According to Japanese news agency Kyodo News and public broadcaster NHK on August 22, North Korea notified the Japan Coast Guard that Pyongyang's rocket would fly over three areas -- the West Sea, the East China Sea, and the Pacific, east of the Philippines.
On May 31, Seoul and other South Korean cities were woken up by sirens, and emergency warnings were sent out through smartphones after the South Korean military detected a projectile that was fired by North Korea at 6:27 a.m. (2127 GMT). Without disclosing the source of the threat, the text-based emergency notification urged citizens to take shelter at designated bomb shelters or evacuate to a safe area, making people very confused and extremely worried.
The projectile flew southwards from Dongchang-ri some 110 kilometers (68 miles) northwest of Pyongyang over Baekryeong Island, a South Korean island located near the Northern Limit Line. The defense ministry has identified and salvaged the remains of the crashed rocket in the sea some 200 kilometers west of Eocheong Island, located some 190 kilometers southwest of Seoul.

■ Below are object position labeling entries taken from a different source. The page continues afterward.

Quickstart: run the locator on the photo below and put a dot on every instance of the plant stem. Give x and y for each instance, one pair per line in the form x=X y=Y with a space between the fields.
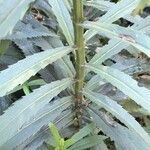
x=80 y=55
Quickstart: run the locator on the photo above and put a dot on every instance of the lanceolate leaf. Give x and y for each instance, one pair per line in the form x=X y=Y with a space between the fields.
x=64 y=19
x=119 y=10
x=81 y=134
x=128 y=35
x=10 y=13
x=24 y=69
x=124 y=138
x=118 y=112
x=17 y=116
x=87 y=142
x=116 y=45
x=33 y=127
x=124 y=83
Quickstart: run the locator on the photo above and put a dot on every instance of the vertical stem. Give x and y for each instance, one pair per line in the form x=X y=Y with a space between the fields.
x=80 y=55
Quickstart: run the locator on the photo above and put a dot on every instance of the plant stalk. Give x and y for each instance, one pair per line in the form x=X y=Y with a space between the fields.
x=78 y=18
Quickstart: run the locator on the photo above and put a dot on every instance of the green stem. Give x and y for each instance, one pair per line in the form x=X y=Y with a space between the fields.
x=80 y=55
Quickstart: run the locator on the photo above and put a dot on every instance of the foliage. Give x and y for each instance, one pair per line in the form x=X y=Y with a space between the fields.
x=59 y=91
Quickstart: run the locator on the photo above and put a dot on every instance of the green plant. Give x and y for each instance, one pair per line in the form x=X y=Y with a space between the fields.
x=73 y=98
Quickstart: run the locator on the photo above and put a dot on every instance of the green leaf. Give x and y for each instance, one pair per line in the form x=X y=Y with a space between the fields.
x=11 y=12
x=139 y=9
x=21 y=71
x=114 y=46
x=64 y=19
x=133 y=37
x=28 y=132
x=87 y=142
x=124 y=138
x=117 y=11
x=101 y=5
x=124 y=83
x=17 y=116
x=44 y=116
x=118 y=112
x=4 y=44
x=25 y=88
x=81 y=134
x=55 y=133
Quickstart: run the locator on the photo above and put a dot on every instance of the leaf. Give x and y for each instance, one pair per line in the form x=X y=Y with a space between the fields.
x=122 y=136
x=133 y=37
x=4 y=44
x=81 y=134
x=39 y=126
x=11 y=9
x=17 y=116
x=55 y=133
x=64 y=19
x=124 y=83
x=21 y=71
x=140 y=7
x=101 y=5
x=119 y=10
x=116 y=45
x=87 y=142
x=118 y=112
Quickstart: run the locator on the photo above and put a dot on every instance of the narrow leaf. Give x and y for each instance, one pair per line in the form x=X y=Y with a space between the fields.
x=117 y=11
x=24 y=69
x=124 y=83
x=133 y=37
x=11 y=9
x=122 y=136
x=118 y=112
x=87 y=142
x=17 y=116
x=64 y=19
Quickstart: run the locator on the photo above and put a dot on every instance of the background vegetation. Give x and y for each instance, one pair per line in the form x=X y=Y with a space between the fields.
x=74 y=75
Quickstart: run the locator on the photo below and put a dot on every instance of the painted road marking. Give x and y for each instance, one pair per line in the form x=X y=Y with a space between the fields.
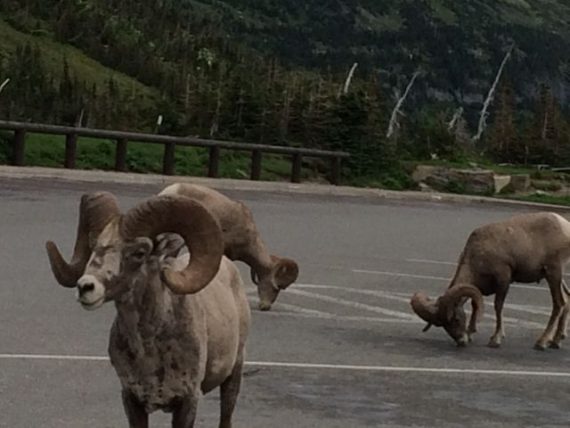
x=435 y=278
x=312 y=366
x=405 y=298
x=355 y=305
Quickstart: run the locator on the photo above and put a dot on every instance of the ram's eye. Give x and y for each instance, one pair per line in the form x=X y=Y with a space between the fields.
x=138 y=255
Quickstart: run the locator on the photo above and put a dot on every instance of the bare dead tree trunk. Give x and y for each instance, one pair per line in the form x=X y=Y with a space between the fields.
x=490 y=96
x=216 y=120
x=187 y=93
x=349 y=78
x=397 y=109
x=3 y=85
x=544 y=127
x=456 y=116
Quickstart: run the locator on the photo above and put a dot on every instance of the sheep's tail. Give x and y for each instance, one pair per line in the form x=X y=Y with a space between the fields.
x=565 y=288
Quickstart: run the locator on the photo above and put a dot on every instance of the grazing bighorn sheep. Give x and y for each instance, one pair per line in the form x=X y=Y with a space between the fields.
x=243 y=241
x=525 y=248
x=181 y=322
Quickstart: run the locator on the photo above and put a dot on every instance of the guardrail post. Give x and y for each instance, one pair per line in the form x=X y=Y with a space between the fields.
x=214 y=162
x=296 y=168
x=335 y=170
x=121 y=155
x=168 y=160
x=19 y=144
x=256 y=164
x=70 y=150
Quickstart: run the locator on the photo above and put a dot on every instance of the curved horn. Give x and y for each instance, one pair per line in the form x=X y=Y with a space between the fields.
x=191 y=220
x=455 y=294
x=426 y=309
x=96 y=210
x=286 y=271
x=254 y=276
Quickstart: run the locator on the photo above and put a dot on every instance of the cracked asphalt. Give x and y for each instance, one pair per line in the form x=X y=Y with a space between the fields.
x=341 y=348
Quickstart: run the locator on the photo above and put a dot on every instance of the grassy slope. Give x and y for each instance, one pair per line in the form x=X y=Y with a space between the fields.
x=80 y=64
x=48 y=150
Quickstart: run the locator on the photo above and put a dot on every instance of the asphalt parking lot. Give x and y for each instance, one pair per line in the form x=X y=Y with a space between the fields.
x=341 y=348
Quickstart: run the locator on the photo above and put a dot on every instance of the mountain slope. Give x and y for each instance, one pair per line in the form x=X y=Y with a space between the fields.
x=53 y=53
x=459 y=43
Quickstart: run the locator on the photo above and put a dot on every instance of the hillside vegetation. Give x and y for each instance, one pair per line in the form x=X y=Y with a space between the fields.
x=272 y=72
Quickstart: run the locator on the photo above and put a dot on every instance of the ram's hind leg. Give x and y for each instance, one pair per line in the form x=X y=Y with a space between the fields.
x=561 y=330
x=229 y=392
x=554 y=278
x=136 y=413
x=184 y=414
x=498 y=336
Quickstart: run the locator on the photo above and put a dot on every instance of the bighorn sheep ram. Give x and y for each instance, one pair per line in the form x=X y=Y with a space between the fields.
x=525 y=248
x=243 y=241
x=181 y=322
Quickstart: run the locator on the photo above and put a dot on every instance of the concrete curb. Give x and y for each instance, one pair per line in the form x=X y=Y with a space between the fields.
x=111 y=177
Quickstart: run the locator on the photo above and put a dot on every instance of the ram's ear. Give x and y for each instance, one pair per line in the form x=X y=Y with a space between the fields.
x=286 y=271
x=168 y=245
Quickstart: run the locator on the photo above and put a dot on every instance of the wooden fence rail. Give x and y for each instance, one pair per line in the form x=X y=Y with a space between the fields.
x=168 y=165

North Korea immediately admitted that its attempt to fire a spy satellite into orbit failed. Pyongyang's state news agency reported on May 31 that the new satellite-carrying rocket managed to separate the first-stage booster but the second-stage booster failed to ignite and crashed into the West Sea, also known as the Yellow Sea.
The satellite that crashed into the West Sea was a spy satellite designed to monitor the military activities of the United States and its allies in real time, according to the Korea Central News Agency (KCNA).